Baku. 19 October. REPORT.AZ/ "Unlike other ex-Soviet countries after independence, Azerbaijan has not enjoyed the peace and stability essential for economic development. Along with the deep political, economic and social crises it has faced, was the conflict with Armenia. As a result of the Nagorno-Karabakh war, Armenia occupied about 20 percent of Azerbaijani territory; more than 20,000 Azerbaijani people were killed and more than 1 million were displaced."
Report informs, Azerbaijan's Ambassador to Turkey Faig Baghirov speaks to Daily Sabah.
"Only the return to power of the All-National Leader Heydar Aliyev in 1993 and his sage policy put an end to the threat of the country's collapse, separatist tendencies and civil war. The unity of the state and the nation was ensured," Ambassador Baghirov said in describing the difficult times that the country has endured. "Establishment of public-political stability, stoppage of military operations and signing of the 'Contract of the Century' laid the basis for the introduction of broad-scale reforms in all areas," he added.
In fact, after the ceasefire with Armenia, stable democratic politics in the country and the peaceful geopolitical condition have positively contributed to Azerbaijan's economy. "Independent Azerbaijan has made important progress in the development of the energy sector. The Baku-Tbilisi-Ceyhan oil pipeline, Baku-Tbilisi-Erzurum gas pipeline and other large-scale strategic projects that deliver energy resources from our country to the world market are of great importance in ensuring the energy security of Europe. The progress of the local oil and non-oil sectors has contributed to the growth of gross domestic product (GDP)," Baghirov said.

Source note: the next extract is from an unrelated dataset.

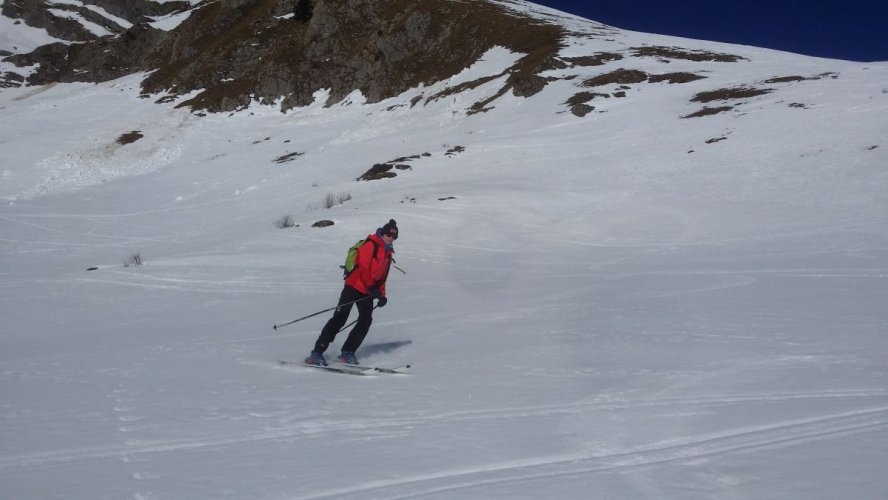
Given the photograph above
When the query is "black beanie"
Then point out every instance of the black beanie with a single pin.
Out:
(391, 228)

According to Ambassador Baghirov, Azerbaijan has moved to the post-oil era by implementing serious reforms in all sectors of the economy: "The railways are modernized and international transport corridors north-south and east-west are under construction. Along with the capital, international airports were put into operation in the regions, and the sea port that meets modern standards became operational. Brand-new technology-driven industrial entities are creating material and technical facilities for dynamic development of metallurgy, mechanical engineering, building materials, construction and other industries."
Baghirov also added that great efforts were being made in the development of the humanitarian sphere, with the strategy of transforming oil capital into human capital. "Measures are being taken to further improve the education system, and the state program on education of Azerbaijan youth in prestigious universities across the globe has been implemented, new universities opened, and the private sector in education developed."

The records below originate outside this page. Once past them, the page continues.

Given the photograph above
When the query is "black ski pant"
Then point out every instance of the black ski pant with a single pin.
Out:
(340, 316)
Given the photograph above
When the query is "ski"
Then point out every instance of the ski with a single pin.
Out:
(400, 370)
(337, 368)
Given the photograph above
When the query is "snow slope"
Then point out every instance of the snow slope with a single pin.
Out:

Economic diversification is a time-consuming process and Azerbaijan's government has been promoting diversification away from the oil and gas sector over the past decade. Determined to continue on this path, the statistics indicate that Azerbaijan has made big progress. According to Azerbaijan's State Statistics Committee, the non-oil sector share of Azerbaijan's GDP was only 37 percent in 2007, but in 2014 it had increased to 56 percent, rising further in 2015 to reach 65 percent. Even though total GDP increased by a little over one percent in 2015, industrial production rose by 2.4 percent and the non-oil industry grew by 8.4 percent.
Nonetheless, the Azeri administration is aware of the challenges it faces and expresses its determination to continue reforms to further diversify the economy. "We are now conducting large-scale reforms, including privatization, diversification of the economy and improving the business environment, to reduce dependence on oil and gas," President of Azerbaijan, Ilham Aliyev, said earlier this year. "I strongly believe that Azerbaijan will completely eliminate dependence on oil if we successfully implement our plans in the coming years," he added.